Puke

Mar 08, 2011 23:02

I just joined Twitter. I'm realizing that a lot of the writing I'd like to be doing involves publicizing businesses. Twitter is one of the more highly publicized forms of publicizing these days so despite my reluctance to join the bandwagon, I must!

It's kind of interesting so far. I tried connecting to some of the writers I have been taking advice from lately. My two favorites are Peter Bowerman and Angela Booth. I have already finished Bowerman's book: The Well-Fed Writer. It is a great resource for someone like me who isn't exactly sure where to start with the business of a freelance career. I have made many-a-highlight in it, and will (in true obsessive fashion) make notes on my highlights which will hopefully develop into a freelancing binder. I want to create my own resource for what I think I will need on hand as I begin my new journey!

I have also started following Angela Booth's blog, which is full of things that are useful and reassuring.

I found a job opening I really like but am holding myself back from applying for it. Why?

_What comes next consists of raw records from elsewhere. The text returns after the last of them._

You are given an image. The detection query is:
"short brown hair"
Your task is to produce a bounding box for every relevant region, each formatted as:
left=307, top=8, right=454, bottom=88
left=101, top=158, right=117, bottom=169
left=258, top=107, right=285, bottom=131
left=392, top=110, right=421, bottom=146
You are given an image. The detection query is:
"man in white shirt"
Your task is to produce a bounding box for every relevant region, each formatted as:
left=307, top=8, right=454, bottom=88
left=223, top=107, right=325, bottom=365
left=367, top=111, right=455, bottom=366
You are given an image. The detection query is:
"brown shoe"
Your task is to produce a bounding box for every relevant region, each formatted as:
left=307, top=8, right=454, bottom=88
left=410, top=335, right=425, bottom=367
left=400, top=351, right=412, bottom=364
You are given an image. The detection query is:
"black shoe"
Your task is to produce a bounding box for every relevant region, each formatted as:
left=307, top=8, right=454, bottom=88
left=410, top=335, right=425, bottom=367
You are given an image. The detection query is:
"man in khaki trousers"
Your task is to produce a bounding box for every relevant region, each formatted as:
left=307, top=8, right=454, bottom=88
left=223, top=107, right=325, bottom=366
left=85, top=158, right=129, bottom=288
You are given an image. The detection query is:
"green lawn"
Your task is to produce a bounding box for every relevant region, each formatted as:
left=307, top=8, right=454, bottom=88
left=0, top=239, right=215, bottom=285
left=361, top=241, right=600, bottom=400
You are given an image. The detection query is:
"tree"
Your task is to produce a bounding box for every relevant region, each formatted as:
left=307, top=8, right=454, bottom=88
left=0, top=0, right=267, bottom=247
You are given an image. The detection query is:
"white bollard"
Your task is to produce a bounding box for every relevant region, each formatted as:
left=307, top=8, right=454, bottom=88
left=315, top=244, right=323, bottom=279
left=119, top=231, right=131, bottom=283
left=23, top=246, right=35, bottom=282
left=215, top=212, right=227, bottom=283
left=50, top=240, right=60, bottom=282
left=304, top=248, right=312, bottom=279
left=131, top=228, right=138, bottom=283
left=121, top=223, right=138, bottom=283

Minor issues. They are asking you to send your Twitter and Facebook pages. My facebook is pretty private, and I just started Twitter today. Probably doesn't help much. I'm honestly tempted to just send them my LJ under the pretext that it is good writing done in a non-professional context.

I think it's good writing anyway. I could probably go back and add some punctuation here and there, but honestly I've never been a fan of stopping mid thought to contemplate whether a semi-colon or colon is more appropriate. I always opt for the semi-colon. What is sexier and more sophisticated than a semi-colon?

Certainly no ampersand.

ANYWAY, I don't have 1-2 years experience, I worry I don't have enough ideas, I worry that I look like a poser for having just started Twitter today, despite the fact that I have been having a 2 week long discussion about the point of Twitter and if it is even worthwhile.

That question became irrelevant to me once I realized that Twitter is important to people I would enjoy becoming important to.

I also don't have a writer's resume. Just a resume. And not an extremely cohesive one, which makes me realize that it's ludicris to think that a potential employer should penalize me for not staying in an irrelevant job long enough to indicate dedication to a job that does nothing for me but pay the bills.

Is it so wrong to want to be invested in?

I love working! I want to be challenged. I want change. I want growth. While I know I am not getting what I want in my current position, how is it so easy for fear to swoop in and prevent me from taking action?

I'm to the point that one blog article references: the point of collecting rejections. Maybe it's time to throw caution to the wind - to be my true self in these resumes and cover letters, and forms of social media. Time to stop conforming to this faceless idea of corporate assimilation and shoot for that off chance that someone likes me...just the way I am.